Using MAX IV’s X-rays it’s also possible to detect atomic structures but with a different contrast than for neutrons, which gives us complementary images. But we can also see and measure details relating to electron structures and chemical bonds.
Lars Börjesson has had an important role to play in developing the facilities. He was Secretary General for Research Infrastructure at the Swedish Research Council when the proposal to build MAX IV was presented, and he led the negotiations that resulted in funding for the project from multiple stakeholders.
He was already conducting scientific studies around ESS back at the beginning of the 1990s to explore the possibility of using a stronger neutron source. He has taken part in negotiations involving representatives for various countries for Sweden to be the host country, because ESS, unlike MAX IV which is a Swedish facility, is run by a European consortium. He has served as chair of the European consortium for many years and is now the Swedish representative on the European board for ESS.
“There is still a lot of work to do. The pandemic has delayed construction. Much of the technical equipment is being produced in countries that have been locked down for a long time,” says Börjesson.
He says that there are many advantages with the facilities being located in Sweden.
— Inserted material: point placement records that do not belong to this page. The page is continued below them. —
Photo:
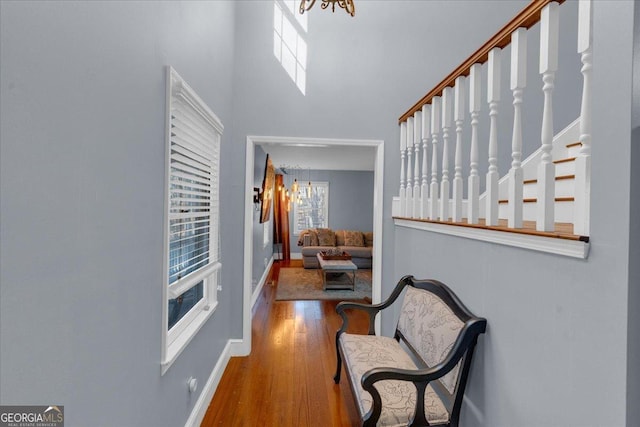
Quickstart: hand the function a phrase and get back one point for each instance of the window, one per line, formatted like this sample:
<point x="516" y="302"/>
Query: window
<point x="265" y="234"/>
<point x="288" y="45"/>
<point x="192" y="255"/>
<point x="312" y="211"/>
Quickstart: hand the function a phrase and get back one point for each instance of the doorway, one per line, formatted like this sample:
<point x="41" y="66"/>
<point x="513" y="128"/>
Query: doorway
<point x="376" y="283"/>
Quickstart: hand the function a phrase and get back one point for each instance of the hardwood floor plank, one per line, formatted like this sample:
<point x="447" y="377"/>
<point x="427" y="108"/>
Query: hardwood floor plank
<point x="287" y="380"/>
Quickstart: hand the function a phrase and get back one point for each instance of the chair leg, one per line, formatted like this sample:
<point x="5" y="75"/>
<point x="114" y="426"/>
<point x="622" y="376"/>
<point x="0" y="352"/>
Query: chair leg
<point x="336" y="378"/>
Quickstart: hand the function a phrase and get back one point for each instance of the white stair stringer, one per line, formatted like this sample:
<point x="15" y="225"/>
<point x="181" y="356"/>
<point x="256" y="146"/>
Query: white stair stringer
<point x="564" y="187"/>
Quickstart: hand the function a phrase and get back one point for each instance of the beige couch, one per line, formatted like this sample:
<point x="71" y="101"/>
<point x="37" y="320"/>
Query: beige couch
<point x="356" y="243"/>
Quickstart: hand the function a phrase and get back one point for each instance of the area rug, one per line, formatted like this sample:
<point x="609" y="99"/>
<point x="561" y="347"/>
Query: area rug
<point x="306" y="284"/>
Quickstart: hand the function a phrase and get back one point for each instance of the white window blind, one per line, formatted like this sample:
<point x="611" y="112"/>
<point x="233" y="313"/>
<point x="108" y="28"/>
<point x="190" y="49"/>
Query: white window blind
<point x="192" y="257"/>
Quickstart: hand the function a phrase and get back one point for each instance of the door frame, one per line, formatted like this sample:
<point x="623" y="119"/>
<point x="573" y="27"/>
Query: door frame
<point x="378" y="194"/>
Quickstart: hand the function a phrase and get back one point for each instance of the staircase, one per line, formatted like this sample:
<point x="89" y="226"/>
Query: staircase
<point x="564" y="153"/>
<point x="547" y="195"/>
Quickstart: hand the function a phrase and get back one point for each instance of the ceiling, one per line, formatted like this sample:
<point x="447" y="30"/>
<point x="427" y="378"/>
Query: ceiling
<point x="321" y="157"/>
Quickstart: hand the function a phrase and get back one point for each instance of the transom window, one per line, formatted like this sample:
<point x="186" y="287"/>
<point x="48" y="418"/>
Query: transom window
<point x="288" y="45"/>
<point x="312" y="209"/>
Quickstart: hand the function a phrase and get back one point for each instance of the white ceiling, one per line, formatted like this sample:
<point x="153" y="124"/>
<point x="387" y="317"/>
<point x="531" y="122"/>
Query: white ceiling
<point x="323" y="157"/>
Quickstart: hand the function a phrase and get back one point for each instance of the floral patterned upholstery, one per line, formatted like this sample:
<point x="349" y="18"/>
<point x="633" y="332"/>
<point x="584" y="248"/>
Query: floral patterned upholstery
<point x="365" y="352"/>
<point x="431" y="328"/>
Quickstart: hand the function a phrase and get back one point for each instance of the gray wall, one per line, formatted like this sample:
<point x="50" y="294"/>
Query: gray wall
<point x="556" y="344"/>
<point x="350" y="201"/>
<point x="83" y="105"/>
<point x="362" y="74"/>
<point x="82" y="175"/>
<point x="261" y="254"/>
<point x="633" y="323"/>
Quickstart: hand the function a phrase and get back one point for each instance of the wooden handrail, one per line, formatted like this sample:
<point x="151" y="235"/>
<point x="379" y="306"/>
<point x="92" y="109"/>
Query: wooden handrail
<point x="527" y="18"/>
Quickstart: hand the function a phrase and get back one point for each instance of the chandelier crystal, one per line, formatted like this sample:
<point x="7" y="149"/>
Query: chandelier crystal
<point x="344" y="4"/>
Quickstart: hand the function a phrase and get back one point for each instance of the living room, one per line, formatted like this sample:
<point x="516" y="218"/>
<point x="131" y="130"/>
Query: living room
<point x="344" y="175"/>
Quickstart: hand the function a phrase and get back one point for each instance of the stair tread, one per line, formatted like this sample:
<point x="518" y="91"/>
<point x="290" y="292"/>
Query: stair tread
<point x="535" y="200"/>
<point x="562" y="230"/>
<point x="568" y="159"/>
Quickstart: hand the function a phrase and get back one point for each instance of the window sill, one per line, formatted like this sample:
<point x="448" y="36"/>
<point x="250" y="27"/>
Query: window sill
<point x="541" y="243"/>
<point x="176" y="347"/>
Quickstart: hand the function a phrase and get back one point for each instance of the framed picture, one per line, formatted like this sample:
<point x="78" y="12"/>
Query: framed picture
<point x="267" y="190"/>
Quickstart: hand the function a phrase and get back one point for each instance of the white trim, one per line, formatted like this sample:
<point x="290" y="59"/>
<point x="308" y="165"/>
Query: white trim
<point x="237" y="347"/>
<point x="263" y="280"/>
<point x="180" y="342"/>
<point x="378" y="203"/>
<point x="570" y="248"/>
<point x="200" y="408"/>
<point x="176" y="340"/>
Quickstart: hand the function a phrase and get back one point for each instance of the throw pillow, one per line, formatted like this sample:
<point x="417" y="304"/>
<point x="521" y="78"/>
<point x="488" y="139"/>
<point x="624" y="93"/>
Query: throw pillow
<point x="353" y="238"/>
<point x="326" y="237"/>
<point x="311" y="238"/>
<point x="368" y="238"/>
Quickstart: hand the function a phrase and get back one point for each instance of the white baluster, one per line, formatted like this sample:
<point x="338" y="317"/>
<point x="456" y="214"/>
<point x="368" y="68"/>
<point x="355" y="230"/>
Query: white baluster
<point x="435" y="129"/>
<point x="518" y="83"/>
<point x="417" y="134"/>
<point x="409" y="205"/>
<point x="424" y="189"/>
<point x="447" y="100"/>
<point x="549" y="27"/>
<point x="475" y="103"/>
<point x="493" y="97"/>
<point x="582" y="201"/>
<point x="403" y="151"/>
<point x="459" y="119"/>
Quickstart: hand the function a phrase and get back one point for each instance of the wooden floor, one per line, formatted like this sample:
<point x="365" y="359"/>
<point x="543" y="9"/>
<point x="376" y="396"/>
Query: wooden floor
<point x="287" y="380"/>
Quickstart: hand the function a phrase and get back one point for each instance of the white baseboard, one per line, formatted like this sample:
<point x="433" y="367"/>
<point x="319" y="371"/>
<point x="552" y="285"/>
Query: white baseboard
<point x="200" y="408"/>
<point x="263" y="280"/>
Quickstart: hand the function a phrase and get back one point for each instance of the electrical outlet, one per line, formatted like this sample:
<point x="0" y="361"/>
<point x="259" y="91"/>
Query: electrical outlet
<point x="192" y="384"/>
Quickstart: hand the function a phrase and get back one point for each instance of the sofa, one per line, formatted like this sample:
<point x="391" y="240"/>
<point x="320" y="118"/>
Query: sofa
<point x="356" y="243"/>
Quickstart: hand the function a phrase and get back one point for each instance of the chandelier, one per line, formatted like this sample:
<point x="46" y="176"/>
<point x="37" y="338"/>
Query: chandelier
<point x="345" y="4"/>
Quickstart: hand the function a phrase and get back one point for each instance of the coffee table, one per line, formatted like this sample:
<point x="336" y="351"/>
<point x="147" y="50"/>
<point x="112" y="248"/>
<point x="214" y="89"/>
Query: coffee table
<point x="337" y="274"/>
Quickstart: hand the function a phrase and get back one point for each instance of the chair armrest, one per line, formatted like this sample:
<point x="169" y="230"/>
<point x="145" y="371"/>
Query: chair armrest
<point x="372" y="310"/>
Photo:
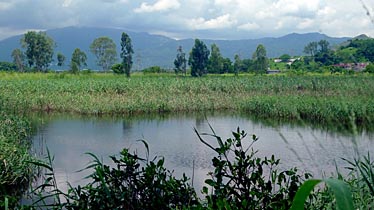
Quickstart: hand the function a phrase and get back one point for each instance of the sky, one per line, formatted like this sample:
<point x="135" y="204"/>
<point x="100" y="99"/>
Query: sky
<point x="213" y="19"/>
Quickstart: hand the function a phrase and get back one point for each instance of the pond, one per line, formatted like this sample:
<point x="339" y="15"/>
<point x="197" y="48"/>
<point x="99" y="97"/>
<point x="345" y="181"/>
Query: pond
<point x="313" y="149"/>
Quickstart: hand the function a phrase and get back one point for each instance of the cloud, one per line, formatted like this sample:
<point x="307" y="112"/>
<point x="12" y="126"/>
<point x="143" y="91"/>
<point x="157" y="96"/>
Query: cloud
<point x="220" y="22"/>
<point x="228" y="19"/>
<point x="161" y="5"/>
<point x="249" y="26"/>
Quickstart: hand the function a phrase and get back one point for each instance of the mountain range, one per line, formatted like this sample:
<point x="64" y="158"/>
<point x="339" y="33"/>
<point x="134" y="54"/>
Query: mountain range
<point x="152" y="50"/>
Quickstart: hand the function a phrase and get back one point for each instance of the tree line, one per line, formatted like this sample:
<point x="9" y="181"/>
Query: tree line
<point x="39" y="49"/>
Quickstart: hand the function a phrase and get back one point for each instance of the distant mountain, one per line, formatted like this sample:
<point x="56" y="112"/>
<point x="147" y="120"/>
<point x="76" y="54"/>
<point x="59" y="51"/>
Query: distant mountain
<point x="159" y="50"/>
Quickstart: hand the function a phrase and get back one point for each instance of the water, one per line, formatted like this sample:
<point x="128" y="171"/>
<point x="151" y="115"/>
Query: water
<point x="68" y="138"/>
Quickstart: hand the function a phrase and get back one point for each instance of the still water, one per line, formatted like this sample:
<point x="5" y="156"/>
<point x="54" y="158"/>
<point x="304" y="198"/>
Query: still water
<point x="68" y="138"/>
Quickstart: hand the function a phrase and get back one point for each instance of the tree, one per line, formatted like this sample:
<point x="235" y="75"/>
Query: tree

“Proximity is important. They’re relatively accessible and that makes it easier to transport things to set up experiments. Sweden can also build knowledge clusters around the facilities.”
Lund University has already decided to move labs, instruction and research to the area directly adjacent to the research facilities. Research institutes and a number of companies are planning to establish research and development operations there. Vinnova has been tasked by the Government with creating a national technology park with regional nodes at several university towns for regional cooperation with the coordinated office at ESS and MAX IV, enabling the facilities to be used by researchers and companies throughout the country.
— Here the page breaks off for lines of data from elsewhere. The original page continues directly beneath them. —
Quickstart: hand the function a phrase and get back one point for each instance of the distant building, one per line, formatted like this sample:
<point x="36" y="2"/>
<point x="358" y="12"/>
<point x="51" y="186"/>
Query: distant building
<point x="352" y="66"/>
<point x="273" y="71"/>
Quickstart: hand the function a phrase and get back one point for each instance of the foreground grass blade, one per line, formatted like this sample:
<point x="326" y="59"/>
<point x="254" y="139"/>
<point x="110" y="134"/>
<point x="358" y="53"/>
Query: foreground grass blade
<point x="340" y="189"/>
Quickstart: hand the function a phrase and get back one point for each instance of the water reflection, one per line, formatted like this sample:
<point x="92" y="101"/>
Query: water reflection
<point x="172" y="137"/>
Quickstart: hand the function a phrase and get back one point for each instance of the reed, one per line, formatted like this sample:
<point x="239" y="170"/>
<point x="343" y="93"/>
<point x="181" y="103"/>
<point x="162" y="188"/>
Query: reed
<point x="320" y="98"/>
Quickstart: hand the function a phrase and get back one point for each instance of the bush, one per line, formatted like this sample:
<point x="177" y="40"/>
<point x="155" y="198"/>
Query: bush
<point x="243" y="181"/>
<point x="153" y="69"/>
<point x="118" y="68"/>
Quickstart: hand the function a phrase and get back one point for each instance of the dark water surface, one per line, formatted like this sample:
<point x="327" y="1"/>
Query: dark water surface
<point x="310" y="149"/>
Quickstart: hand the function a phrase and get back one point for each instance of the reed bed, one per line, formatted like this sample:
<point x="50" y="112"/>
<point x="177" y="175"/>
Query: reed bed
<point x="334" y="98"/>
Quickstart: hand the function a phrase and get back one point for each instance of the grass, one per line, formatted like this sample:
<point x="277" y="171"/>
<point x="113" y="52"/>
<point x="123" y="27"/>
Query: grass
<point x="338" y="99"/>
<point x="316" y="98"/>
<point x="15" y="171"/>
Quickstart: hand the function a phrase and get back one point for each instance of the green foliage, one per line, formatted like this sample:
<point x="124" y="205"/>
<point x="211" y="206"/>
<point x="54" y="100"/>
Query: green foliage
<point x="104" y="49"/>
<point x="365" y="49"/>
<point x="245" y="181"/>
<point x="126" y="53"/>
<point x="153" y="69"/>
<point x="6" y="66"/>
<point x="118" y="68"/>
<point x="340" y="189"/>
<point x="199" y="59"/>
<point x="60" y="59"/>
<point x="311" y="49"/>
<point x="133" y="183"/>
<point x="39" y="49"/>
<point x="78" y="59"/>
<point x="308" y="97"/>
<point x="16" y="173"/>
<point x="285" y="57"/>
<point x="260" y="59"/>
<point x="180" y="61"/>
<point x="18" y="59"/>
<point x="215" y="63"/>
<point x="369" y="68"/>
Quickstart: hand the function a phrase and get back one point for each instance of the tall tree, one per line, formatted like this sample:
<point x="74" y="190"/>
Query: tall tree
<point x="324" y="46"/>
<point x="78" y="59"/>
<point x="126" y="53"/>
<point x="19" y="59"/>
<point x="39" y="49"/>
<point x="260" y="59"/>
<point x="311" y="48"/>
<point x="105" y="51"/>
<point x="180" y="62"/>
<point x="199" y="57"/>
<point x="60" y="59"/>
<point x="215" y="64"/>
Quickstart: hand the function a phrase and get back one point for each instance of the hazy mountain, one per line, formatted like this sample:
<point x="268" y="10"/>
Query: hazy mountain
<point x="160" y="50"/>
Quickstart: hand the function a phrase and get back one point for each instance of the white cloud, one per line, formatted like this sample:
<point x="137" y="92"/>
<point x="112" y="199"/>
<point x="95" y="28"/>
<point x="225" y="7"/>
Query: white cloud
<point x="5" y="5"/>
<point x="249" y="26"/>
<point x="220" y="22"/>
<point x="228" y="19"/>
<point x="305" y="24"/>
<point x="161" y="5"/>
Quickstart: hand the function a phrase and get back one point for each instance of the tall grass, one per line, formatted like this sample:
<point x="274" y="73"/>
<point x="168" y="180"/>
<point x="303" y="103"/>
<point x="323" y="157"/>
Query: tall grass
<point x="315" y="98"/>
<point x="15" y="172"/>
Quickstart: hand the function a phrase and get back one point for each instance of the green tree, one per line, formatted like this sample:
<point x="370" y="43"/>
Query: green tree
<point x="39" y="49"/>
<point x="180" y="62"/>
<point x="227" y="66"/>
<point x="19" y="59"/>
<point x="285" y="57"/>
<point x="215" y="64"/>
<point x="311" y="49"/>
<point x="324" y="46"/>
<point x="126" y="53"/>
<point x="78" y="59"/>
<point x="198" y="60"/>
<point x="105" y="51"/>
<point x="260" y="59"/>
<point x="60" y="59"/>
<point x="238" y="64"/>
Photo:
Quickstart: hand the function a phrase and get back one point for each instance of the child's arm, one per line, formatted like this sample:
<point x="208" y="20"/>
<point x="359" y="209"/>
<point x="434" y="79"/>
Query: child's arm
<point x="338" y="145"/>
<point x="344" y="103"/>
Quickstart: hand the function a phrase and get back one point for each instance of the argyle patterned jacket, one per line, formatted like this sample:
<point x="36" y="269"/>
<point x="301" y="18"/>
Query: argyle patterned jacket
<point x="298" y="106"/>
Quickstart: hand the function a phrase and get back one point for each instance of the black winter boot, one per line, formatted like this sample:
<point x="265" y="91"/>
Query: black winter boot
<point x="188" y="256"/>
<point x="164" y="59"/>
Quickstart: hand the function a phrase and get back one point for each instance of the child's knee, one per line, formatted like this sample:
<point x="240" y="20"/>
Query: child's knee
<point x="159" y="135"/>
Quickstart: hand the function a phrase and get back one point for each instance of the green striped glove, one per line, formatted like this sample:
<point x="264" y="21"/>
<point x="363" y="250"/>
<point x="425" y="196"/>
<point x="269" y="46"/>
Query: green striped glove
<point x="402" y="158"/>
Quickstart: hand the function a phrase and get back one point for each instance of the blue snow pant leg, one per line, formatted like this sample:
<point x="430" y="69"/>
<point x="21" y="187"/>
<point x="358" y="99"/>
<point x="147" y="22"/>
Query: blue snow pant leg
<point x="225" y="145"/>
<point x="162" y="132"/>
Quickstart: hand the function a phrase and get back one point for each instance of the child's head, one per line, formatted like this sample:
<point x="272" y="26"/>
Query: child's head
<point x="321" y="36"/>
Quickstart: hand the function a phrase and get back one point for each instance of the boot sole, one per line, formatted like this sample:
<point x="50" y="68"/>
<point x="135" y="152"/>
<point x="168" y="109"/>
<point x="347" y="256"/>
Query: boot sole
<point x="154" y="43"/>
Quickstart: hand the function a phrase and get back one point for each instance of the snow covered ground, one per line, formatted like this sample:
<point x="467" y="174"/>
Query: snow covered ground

“To make the best possible use of the facilities, cooperation is important. Creating forms of collaboration is a learning process for research and industry.”
At similar facilities in other countries around 30 percent of the time is used by direct partnerships between academia and industry, 65 percent by academia and 5 percent by industry,” says Börjesson.
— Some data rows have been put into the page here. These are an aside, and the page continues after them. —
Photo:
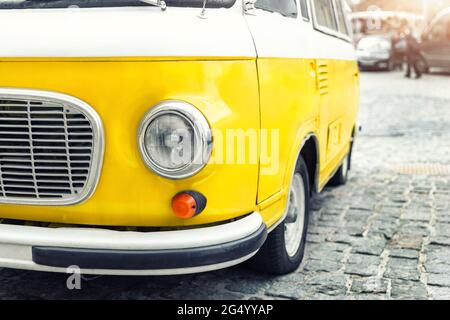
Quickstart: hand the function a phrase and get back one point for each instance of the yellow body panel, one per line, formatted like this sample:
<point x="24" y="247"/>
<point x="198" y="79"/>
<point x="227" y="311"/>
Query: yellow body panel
<point x="287" y="97"/>
<point x="128" y="193"/>
<point x="300" y="98"/>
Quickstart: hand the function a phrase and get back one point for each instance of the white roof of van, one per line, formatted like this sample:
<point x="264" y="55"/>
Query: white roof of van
<point x="385" y="14"/>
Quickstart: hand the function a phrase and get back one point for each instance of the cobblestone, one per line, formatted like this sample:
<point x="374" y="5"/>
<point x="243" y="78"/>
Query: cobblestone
<point x="385" y="235"/>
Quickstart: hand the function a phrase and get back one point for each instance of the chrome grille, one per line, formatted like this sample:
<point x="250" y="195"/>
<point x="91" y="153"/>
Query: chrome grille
<point x="50" y="148"/>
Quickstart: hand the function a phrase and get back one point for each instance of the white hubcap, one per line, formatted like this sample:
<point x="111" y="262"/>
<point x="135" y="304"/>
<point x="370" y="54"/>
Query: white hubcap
<point x="295" y="219"/>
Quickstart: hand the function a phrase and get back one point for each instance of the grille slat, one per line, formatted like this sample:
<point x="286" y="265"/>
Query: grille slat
<point x="46" y="149"/>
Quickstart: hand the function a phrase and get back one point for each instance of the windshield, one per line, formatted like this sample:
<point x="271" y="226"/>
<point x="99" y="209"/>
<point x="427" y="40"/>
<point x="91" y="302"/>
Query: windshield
<point x="42" y="4"/>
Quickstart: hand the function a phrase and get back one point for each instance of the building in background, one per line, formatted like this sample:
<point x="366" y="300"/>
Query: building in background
<point x="429" y="8"/>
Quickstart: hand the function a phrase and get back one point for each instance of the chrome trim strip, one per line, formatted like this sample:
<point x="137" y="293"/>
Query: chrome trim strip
<point x="98" y="148"/>
<point x="104" y="239"/>
<point x="16" y="243"/>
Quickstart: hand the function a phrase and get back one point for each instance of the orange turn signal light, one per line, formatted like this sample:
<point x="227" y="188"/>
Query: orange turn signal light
<point x="188" y="204"/>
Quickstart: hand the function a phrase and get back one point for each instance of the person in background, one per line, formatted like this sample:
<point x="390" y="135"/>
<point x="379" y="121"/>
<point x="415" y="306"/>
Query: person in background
<point x="413" y="54"/>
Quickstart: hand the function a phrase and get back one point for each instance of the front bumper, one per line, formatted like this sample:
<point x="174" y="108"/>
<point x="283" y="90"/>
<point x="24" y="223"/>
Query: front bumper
<point x="100" y="251"/>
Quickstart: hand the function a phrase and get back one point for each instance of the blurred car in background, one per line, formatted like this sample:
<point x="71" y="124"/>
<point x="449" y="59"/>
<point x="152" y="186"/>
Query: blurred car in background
<point x="377" y="53"/>
<point x="435" y="45"/>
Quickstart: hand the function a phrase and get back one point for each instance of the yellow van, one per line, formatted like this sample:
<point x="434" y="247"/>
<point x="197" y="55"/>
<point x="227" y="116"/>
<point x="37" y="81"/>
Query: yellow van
<point x="143" y="137"/>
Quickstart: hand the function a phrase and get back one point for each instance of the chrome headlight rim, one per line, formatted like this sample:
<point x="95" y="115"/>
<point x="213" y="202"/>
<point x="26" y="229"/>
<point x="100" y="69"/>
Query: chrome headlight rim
<point x="202" y="144"/>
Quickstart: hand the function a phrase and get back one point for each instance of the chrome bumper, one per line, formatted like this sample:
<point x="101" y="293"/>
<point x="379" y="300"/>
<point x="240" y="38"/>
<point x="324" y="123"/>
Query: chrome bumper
<point x="100" y="251"/>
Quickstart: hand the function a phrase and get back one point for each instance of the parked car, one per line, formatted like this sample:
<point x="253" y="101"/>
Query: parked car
<point x="152" y="140"/>
<point x="378" y="53"/>
<point x="435" y="45"/>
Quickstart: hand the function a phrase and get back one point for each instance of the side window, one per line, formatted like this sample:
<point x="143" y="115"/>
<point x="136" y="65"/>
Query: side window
<point x="287" y="8"/>
<point x="324" y="12"/>
<point x="342" y="20"/>
<point x="304" y="9"/>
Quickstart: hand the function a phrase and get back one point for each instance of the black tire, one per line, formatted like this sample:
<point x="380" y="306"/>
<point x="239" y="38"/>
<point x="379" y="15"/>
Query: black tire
<point x="273" y="258"/>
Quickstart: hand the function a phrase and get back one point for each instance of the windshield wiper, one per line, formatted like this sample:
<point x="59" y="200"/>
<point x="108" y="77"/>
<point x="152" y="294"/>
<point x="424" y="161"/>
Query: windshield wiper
<point x="158" y="3"/>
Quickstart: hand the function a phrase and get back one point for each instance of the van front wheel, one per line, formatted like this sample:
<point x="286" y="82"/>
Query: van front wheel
<point x="285" y="246"/>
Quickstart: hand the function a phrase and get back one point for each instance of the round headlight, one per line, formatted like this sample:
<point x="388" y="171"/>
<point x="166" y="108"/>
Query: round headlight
<point x="175" y="140"/>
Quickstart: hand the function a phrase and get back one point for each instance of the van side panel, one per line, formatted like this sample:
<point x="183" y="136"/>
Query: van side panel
<point x="308" y="85"/>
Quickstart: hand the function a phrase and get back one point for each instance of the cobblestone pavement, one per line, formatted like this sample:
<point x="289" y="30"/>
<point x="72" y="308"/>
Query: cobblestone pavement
<point x="386" y="235"/>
“One basic requirement for academia-industry collaboration is common ideas and methods to implement them, but to realise them it’s necessary to meet. ESS and MAX IV will be arenas where academia and industry can meet.”
Education: MSc Engineering Physics, Chalmers University of Technology. Dissertation defended at Chalmers 1987.
Career: Associate Professor at Chalmers 1990. Professor at the Royal Institute of Technology (KTH) 1993. Professor of Material Physics Chalmers 1995. Secretary General for Research Infrastructure at the Swedish Research Council 2002–2010. Vice-Chancellor Chalmers 2012–2016.
Distinctions: Baltic Sea Award 2012. Knight’s Cross of the Order of the Dannebrog 2020.
Other information: Chair of ESS Scandinavia 2000–2003. Member of the Board of Swedish-Danish ESS AB 2020–2015. Chair of ESS International Steering Committee 2009–2015 and the European organisation ESS ERIC 2015–2019. Chair MAX IV 2010–2013.
Professor Lars Börjesson is awarded the Academy’s Gold Medal for his outstanding innovative research in the physics of condensed materials and his innovative and dedicated leadership that has resulted in groundbreaking research infrastructure, in particular MAX IV and ESS, offering exceptional opportunities to learn about material properties that will be of great significance in future research and industry.